Le piante fioriscono per riprodursi. Gli ortaggi non fanno eccezione. Se avete un giardino, sapete bene di cosa sto parlando. Ogni anno troverete tracce di ortaggi che si sono auto-seminati. Nella maggior parte dei casi questo è fantastico perché non è necessario ripiantare, ma altre volte è più simile a un interessante esperimento scientifico, come quando due zucche si sono incrociate e il frutto risultante è un mutante. Dato che molto spesso gli ortaggi che si auto-seminano sono una manna, continuate a leggere per scoprire un elenco di ortaggi che non dovete ripiantare.
Informazioni sulle verdure che si auto-seminano
Chi coltiva la propria lattuga conosce bene le verdure che si auto-seminano. Inevitabilmente, la lattuga andrà a seme, il che significa semplicemente che produrrà semi. Letteralmente, potreste guardare la lattuga un giorno e il giorno dopo avere fiori altissimi e semi. Il risultato, quando il clima si raffredda, può essere una bella piantina di lattuga.
Le verdure annuali non sono le uniche che si auto-seminano. Anche le biennali come le cipolle si auto-seminano facilmente. Anche i pomodori e le zucche vaganti che sono stati gettati alla rinfusa nel cumulo di compost spesso si auto-seminano.
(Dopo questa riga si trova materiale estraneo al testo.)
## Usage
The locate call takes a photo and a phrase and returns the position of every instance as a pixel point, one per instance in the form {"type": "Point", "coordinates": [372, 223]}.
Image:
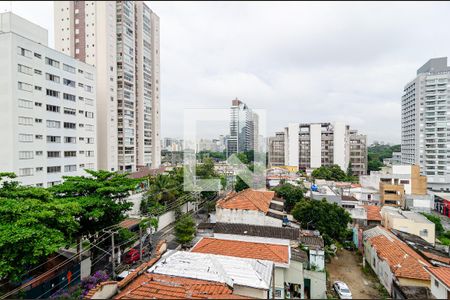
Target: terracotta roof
{"type": "Point", "coordinates": [441, 273]}
{"type": "Point", "coordinates": [373, 212]}
{"type": "Point", "coordinates": [403, 261]}
{"type": "Point", "coordinates": [271, 252]}
{"type": "Point", "coordinates": [157, 286]}
{"type": "Point", "coordinates": [247, 200]}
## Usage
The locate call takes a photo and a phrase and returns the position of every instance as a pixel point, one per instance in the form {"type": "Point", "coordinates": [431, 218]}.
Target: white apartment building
{"type": "Point", "coordinates": [48, 107]}
{"type": "Point", "coordinates": [120, 38]}
{"type": "Point", "coordinates": [310, 146]}
{"type": "Point", "coordinates": [426, 123]}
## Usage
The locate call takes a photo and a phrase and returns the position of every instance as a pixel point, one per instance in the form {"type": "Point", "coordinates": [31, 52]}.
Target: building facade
{"type": "Point", "coordinates": [426, 123]}
{"type": "Point", "coordinates": [121, 39]}
{"type": "Point", "coordinates": [48, 115]}
{"type": "Point", "coordinates": [310, 146]}
{"type": "Point", "coordinates": [243, 129]}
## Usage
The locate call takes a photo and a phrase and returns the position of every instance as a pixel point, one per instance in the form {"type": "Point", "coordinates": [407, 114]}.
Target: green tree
{"type": "Point", "coordinates": [330, 219]}
{"type": "Point", "coordinates": [185, 230]}
{"type": "Point", "coordinates": [33, 225]}
{"type": "Point", "coordinates": [291, 195]}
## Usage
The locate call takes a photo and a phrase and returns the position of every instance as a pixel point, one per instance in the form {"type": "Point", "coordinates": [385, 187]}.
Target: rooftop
{"type": "Point", "coordinates": [248, 199]}
{"type": "Point", "coordinates": [218, 268]}
{"type": "Point", "coordinates": [257, 250]}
Verdure che non è necessario ripiantare
Come già detto, gli Allium, come cipolle, porri e scalogni, sono esempi di ortaggi che si auto-seminano. Queste piante biennali svernano e in primavera fioriscono e producono semi. È possibile raccoglierli o lasciare che le piante si riseminino dove si trovano.
Le carote e le barbabietole sono altre piante biennali che si auto-seminano. Entrambe si auto-seminano se la radice sopravvive all’inverno.
La maggior parte delle verdure a foglia verde, come la lattuga, il cavolo riccio e la senape, a un certo punto fioriscono. È possibile accelerare il processo evitando di raccogliere le foglie. Questo segnalerà alla pianta di andare a seme il prima possibile.
Anche i ravanelli sono ortaggi che si auto-seminano. Lasciate che i ravanelli vadano a seme. Ci saranno più baccelli, ciascuno contenente semi, che sono anche commestibili.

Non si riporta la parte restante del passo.